Puta vida

Mientras las cámaras registraban el forzado apretón de manos entre el democristiano Wolfgang Schäuble y el radical Yanis Varoufakis, el gobierno federal alemán estaba más preocupado por las meretrices que por el encontronazo de su ministro de finanzas con el homólogo griego.

Tras varios meses de arduas negociaciones entre los tres socios del ejecutivo germano: CDU, CSU y SPD han llegado este miércoles al acuerdo de que en los prostíbulos sea obligatorio el uso del preservativo.  El negocio de la prostitución genera unos 15.000,000.000 € (con tanto cero es más abultada la cifra) y lleva doce años regulado por una ley que reconoció derechos laborales y cobertura social a “las trabajadoras del sexo”,  pero también les obligó a pagar impuestos. Con antelación a la república teutona, Holanda ya había abolido cualquier represión y autorizado los burdeles al final del siglo pasado, reconociendo la actividad de quienes arriendan una vitrina del celebérrimo Barrio Rojo como la de cualquier otro autónomo que se busca la vida. En ambos países, donde la izquierda ataja los problemas sin rasgarse las vestiduras, el mayor escollo para su asunción social no lo fue la mojigatería o la moral calvinista de quienes perciben el coito sólo para procrear, siquiera la defensa feminista o la protección de su libertad, sino el derecho a la intimidad que se podía vulnerar al exigir, a quienes mercantilizan con los instintos básicos, un control médico obligatorio.

Esta nueva reglamentación, que rebaja hasta los dieciocho años la edad mínima para el ejercicio profesional de “hacer la calle”, considera que imponer protección física en las relaciones con chaperos, gigolós o rameras es una forma de dignificar el alterne y servirá para proteger a las mujeres de la explotación de los proxenetas y la trata de blancas. Lo que falta por saberse es cómo van a comprobar el eficaz cumplimiento de la medida y el tipo de sanción aplicable, que no promueva el oscurantismo y la especulación que subyace al morbo de lo prohibido.

España queda lejos de los ingresos que se mueven por centroeuropa, a pesar de que nuestro más conocido logro transfronterizo es el mayor lupanar del viejo continente, ubicado en la Junquera. Aún así,  la encuesta de salud y hábitos sexuales del INE, de hace una década, fija en 2,687.800 los usuarios esporádicos, mayoritariamente hombres entre 18 y 49 años, aunque reduce esa cifra de clientes habituales a 606.600 en el último año. Sin embargo, el organismo público admite que esa cifra “infravalora” considerablemente el consumo que –según las frecuencias calculadas por la Universidad de Valencia—podrían sumar más de 18 millones de servicios anuales.

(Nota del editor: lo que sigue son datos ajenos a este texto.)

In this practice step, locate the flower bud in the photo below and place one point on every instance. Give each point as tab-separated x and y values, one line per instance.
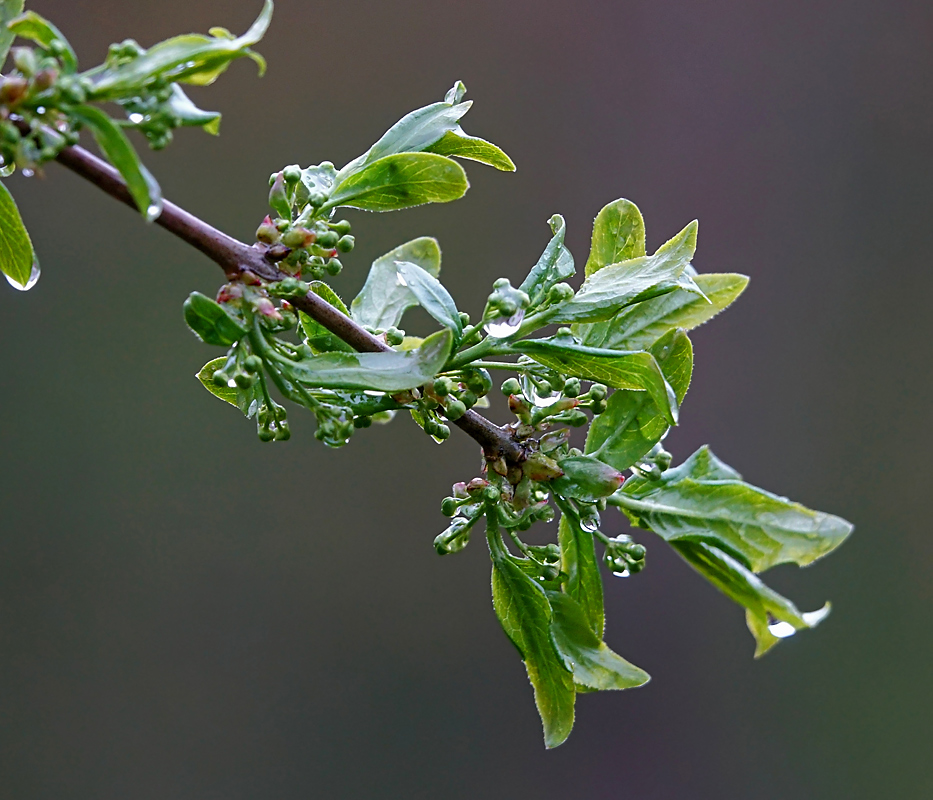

Para hacernos una idea de la dimensión de este submundo, el Instituto de Salud Carlos III publicó hace unos días que Baleares ostenta el mayor número de pacientes con sífilis entre las diecisiete comunidades autónomas, sin que la VI flota americana pueda justificar aún tan alta ratio de enfermedades de transmisión sexual, o que el Grupo de Investigación de la Unidad Contra las Redes de Inmigración y Falsedades Documentales (UCRIF) cifrara recientemente en más de seis millones y medio de euros la cuantía defraudada durante cuatro años por el propietario de una casa de lenocinio ubicada junto a Pere Garau.

Con este panorama y un censo que supera con creces en nuestro país el medio millón de escorts, masajistas y todo tipo de cortesanas en activo, sólo la crisis (como consecuencia del incremento de la oferta y la contención de la demanda) está logrando lo que la clase política no ha conseguido en décadas de desconcierto e hipocresía. Clubes, anuncios eróticos por doquier y una actividad frenética en polígonos, calles o carreteras no es ignorada por quienes tendrían la obligación de perseguir o regular lo que es una realidad, sólo invisible para quienes miran hacia otro lado. La argucias legales que algunos municipios emplean para reducir la presión vecinal no son eficaces para minimizar los daños colaterales de la prostitución, sino sólo quitarla de en medio, para que la venda vele nuestra conciencia.

Antes o después, el recurrente debate sobre las bondades de su normalización legislativa asaltará nuestros domicilios y recurriremos al disfraz de fariseo para criticar en público lo que consumimos en privado.  El gato no es menos felino sin su cascabel, por lo que no debemos retrasar excesivamente la localización de quienes no disfrutan de igualdad de derechos sanitarios o sociales ni comparten las obligaciones tributarias que nos exigen a los demás mortales.

Con el fin de evitar la transmisión de enfermedades venereas y los embarazos no deseados es muy recomendable la profilaxis, pero no nos pongamos el condón en la cabeza porque no nos dejará ver clara la dimensión de un problema que, por antiguo, no lo podemos condenar sine die al limbo de la alegalidad.